It was supposed to be a discussion on the State Budget 2019-20 in the Assembly on Tuesday but it turned out to be an occasion to refresh the post-Independence history of the country.
It was CPI leader Mullakkara Ratnakaran who sought to give the Congress some lessons in history. “It is high time you realised the need to separate faith and politics,” he told the opposition members. He said he was surprised to hear the Congress claim that they were with the faithful. “Just think of what Pandit Jawaharlal Nehru would have said. Would he have said that he was with the faithful. Never. He was with the faithful, the atheists and the agnostics. He was with India,” Mullakkara said. “Like Nehru, Congress too should not have been with the faithful but with Kerala when the Sabarimala agitation broke out,” he added.
Mullakkara said that Gandhi was a believer. Then, in an indirect but a profound disapproval of Rahul Gandhi's neo-secularism, Mullakkara said that Gandhi was not the kind of believer who visited temples. “Though he was a believer, it was in Nehru, the non-believer, that Gandhi trusted more than the believer Vallabhai Patel,” he said. This was a veiled reference to Patel's alleged right-of-centre leanings.
Mullakkara then moved on to the appropriation of Patel by the BJP. “When the BJP says that Patel is the tallest leader in the Congress, you should realise the danger,” he told the opposition. Prime minister Narendra Modi had recently unveiled the statue of Vallabhai Patel in Gujarat, in Gandhi's own homeland. “Patel was only as tall as himself. Nehru was taller than Patel. But Gandhi was three times taller than Nehru,” Mullakkara said, as if trying to impress upon the Congressmen their secular lineage.

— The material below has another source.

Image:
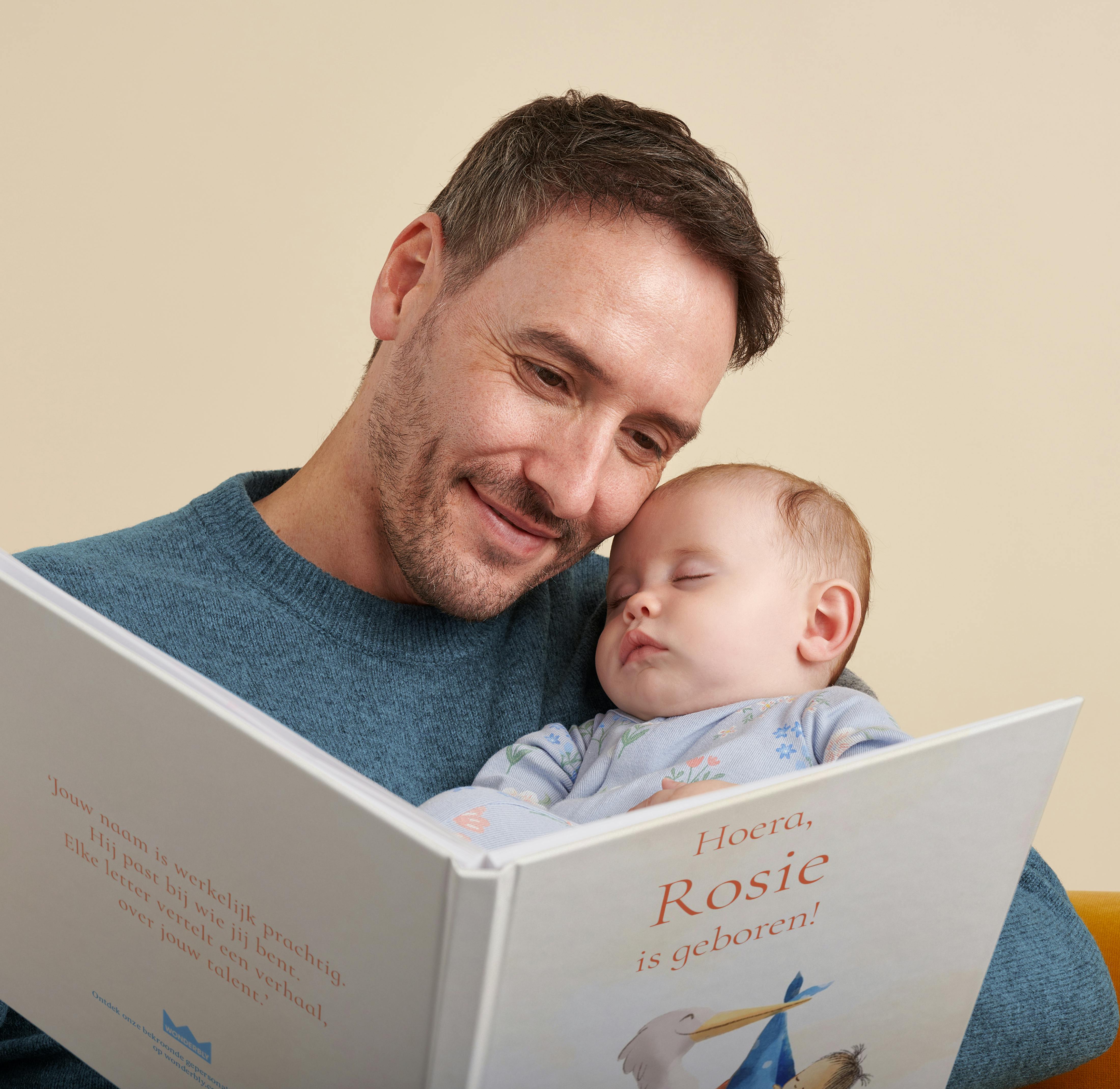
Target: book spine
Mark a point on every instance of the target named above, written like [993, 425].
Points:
[474, 941]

He said this also reflected a certain brashness that had come to define the right-wing forces now. “If earlier they were hesitant to take on Gandhi, now they have been emboldened. That is why they so callously shoot a cut out of Gandhi and call for the resurrection of Godse. Then they post this murder on social media,” Mullakkara said. “This is tragedy,” he added.
Mullakkara used a Vivekananda story to convey that the Congress stand during the Sabarimala controversy was a return to darkness. “One night, a thief, a lover, and a child comes across a tree stump. The thief thinks it is the police, the lover thinks it is his beloved, and the child thinks it is a ghost. What misled the three was nothing but the absence of light,” he said.
Mullakkara had his own take for the namajapa protests. He said the namajapa chants were not prayers. “It was nothing but a slogan-shouting. A slogan is the demonstration of one's might but a prayer is the throbbing of one's heart,” he said.
The communist leader also said that had Gandhi and Karl Marx met today they would have shook hands as comrades. “They are closer than you think,” Mullakkara told the house.